Na companhia da mãe, J. contou que ficava trancafiado na cela 20 horas por dia e que não recebeu tratamento médico. “Minha mãe pediu para o pessoal do hospital não me dar prestobarba, porque eu me cortava. Mesmo assim, eles davam. Uma vez, avisei a um funcionário que eu estava surtando e que ia me cortar. Ele me falou para esperar o turno dele acabar e passar a lâmina no pescoço”, diz o rapaz. “Fizeram alguma coisa na minha cabeça. Sai pior do que entrei. A psicóloga falava que minha mãe estava contra mim.” Contatada por ISTOÉ, a SAP não se manifestou.
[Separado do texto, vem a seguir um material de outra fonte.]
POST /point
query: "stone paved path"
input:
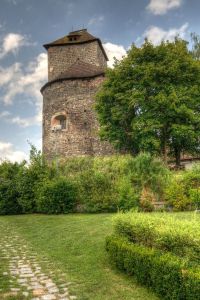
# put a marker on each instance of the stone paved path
(27, 277)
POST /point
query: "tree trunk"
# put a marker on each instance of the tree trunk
(164, 145)
(164, 151)
(178, 157)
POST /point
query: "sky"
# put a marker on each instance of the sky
(25, 25)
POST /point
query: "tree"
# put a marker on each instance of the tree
(195, 39)
(150, 101)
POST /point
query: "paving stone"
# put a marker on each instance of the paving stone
(48, 297)
(38, 292)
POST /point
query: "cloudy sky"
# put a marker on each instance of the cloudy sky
(25, 25)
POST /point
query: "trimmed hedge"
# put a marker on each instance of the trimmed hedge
(168, 234)
(166, 274)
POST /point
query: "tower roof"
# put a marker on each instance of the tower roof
(76, 37)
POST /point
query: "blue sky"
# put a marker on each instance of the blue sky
(25, 25)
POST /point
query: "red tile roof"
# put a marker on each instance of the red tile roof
(76, 37)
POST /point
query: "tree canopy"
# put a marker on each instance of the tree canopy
(150, 101)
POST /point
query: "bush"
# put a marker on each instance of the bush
(96, 192)
(183, 191)
(165, 233)
(168, 275)
(30, 178)
(9, 194)
(57, 196)
(127, 196)
(176, 197)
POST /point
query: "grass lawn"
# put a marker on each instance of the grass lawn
(74, 247)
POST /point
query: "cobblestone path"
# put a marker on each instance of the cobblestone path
(26, 280)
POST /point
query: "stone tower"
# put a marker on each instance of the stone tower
(76, 65)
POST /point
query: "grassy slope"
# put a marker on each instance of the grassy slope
(74, 245)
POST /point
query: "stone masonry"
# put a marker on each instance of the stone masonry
(76, 65)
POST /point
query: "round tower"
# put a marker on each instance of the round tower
(76, 65)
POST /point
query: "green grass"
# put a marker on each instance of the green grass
(75, 247)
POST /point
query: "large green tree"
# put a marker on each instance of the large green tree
(150, 101)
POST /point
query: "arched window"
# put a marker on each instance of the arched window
(59, 120)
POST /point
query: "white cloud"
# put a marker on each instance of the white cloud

“Tinha menino com o pé quebrado, com
pontos na cabeça, com o dedo decepado”
J., 62 anos, avó de um interno da Unidade 28 da Fundação Casa
Assim como outras vítimas entrevistadas para esta reportagem, T. preferiu manter o anonimato porque teme pela própria segurança e de familiares. Indaiá Moreira, 43 anos, não. Ela percorre os tribunais fluminenses em busca de Justiça desde 2009. O filho dela, Vinicius, morreu 20 dias depois de ser preso. “Torturaram e mataram meu filho dentro da delegacia”, conta Indaiá. Vinicius, 20 anos, tinha um ferimento subcutâneo na cabeça, o que lhe causou um coágulo, e marcas de queimaduras de cigarro pelo corpo. Indaiá recebeu uma indenização de R$ 50 mil porque o Estado reconheceu que falhou na guarda de Vinicius, pego numa tentativa de assalto. “Não me interessa o dinheiro, quero que os responsáveis pela morte dele sejam punidos”, sentencia Indaiá. “Sei que vai ser difícil, mas vou lutar até o fim.”